During a dialogue session between the university's president Rocky S Tuan and students in October, Tuan was constantly interrupted by local students. While the students besieged Tuan and urged him to condemn "police brutality" after the dialogue, Tuan apparently compromised as protesters applauded, which is "disappointing," according to the mainland student. 

The CUHK has been labeled as the "University of Violence" by mainland students, as black-clad student protesters were seen wearing masks and practicing forces on campus.

"However, at that time, the president never opposed clearly such violent activities," said the mainland student who is currently in Shenzhen.

In an open letter to Tuan signed by a group of patriotic mainland students on Friday, the students blamed the CUHK president for sacrificing the interests of those who want to concentrate on study and harboring the so-called "freedom and democracy" demanded by violent protesters.

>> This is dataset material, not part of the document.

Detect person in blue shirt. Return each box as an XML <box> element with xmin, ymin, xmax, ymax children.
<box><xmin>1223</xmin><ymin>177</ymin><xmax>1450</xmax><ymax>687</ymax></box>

Mainland students from the University of Science and Technology also slammed the inaction of university authorities when one of their peers was assaulted by local students earlier this month.

In all of these circumstances, universities refused to call the police for fear of enraging local students.

A Hong Kong local alumnus of the CUHK surnamed Hung told the Global Times that the police have already told the public that the majority of the arrested suspects who participated in riots were university students, but the chiefs of those major universities in Hong Kong did not use their authority to stop their students from joining violent activities, such as expelling them. 

"So how could they say  the current situation can't be resolved through university disciplinary processes?" Hung questioned. 

No university in this world will protect rioters and suspects involved in terrible violent activities, and expelling them from their studentship should be an imminent action that the universities need to stick to, Hung noted. 

"These universities even stopped the police from arresting violent suspects from their campuses, and this is protecting rioters from the lawful punishment, so I hope these chiefs  would stop shielding rioters, otherwise they should resign. If the situation gets worse, they might get lawsuit as well since they are shielding criminals," Hung said. 

But he also understands that senior managers of the universities have very limited power and their safety would be jeopardized if they act tough with the radical protesters.

The recent chaos has triggered many mainland students' return to the mainland for safety. This has had a spill-over effect as overseas universities are calling back exchange students in Hong Kong, such as the UK's Warwick University and Edinburgh University.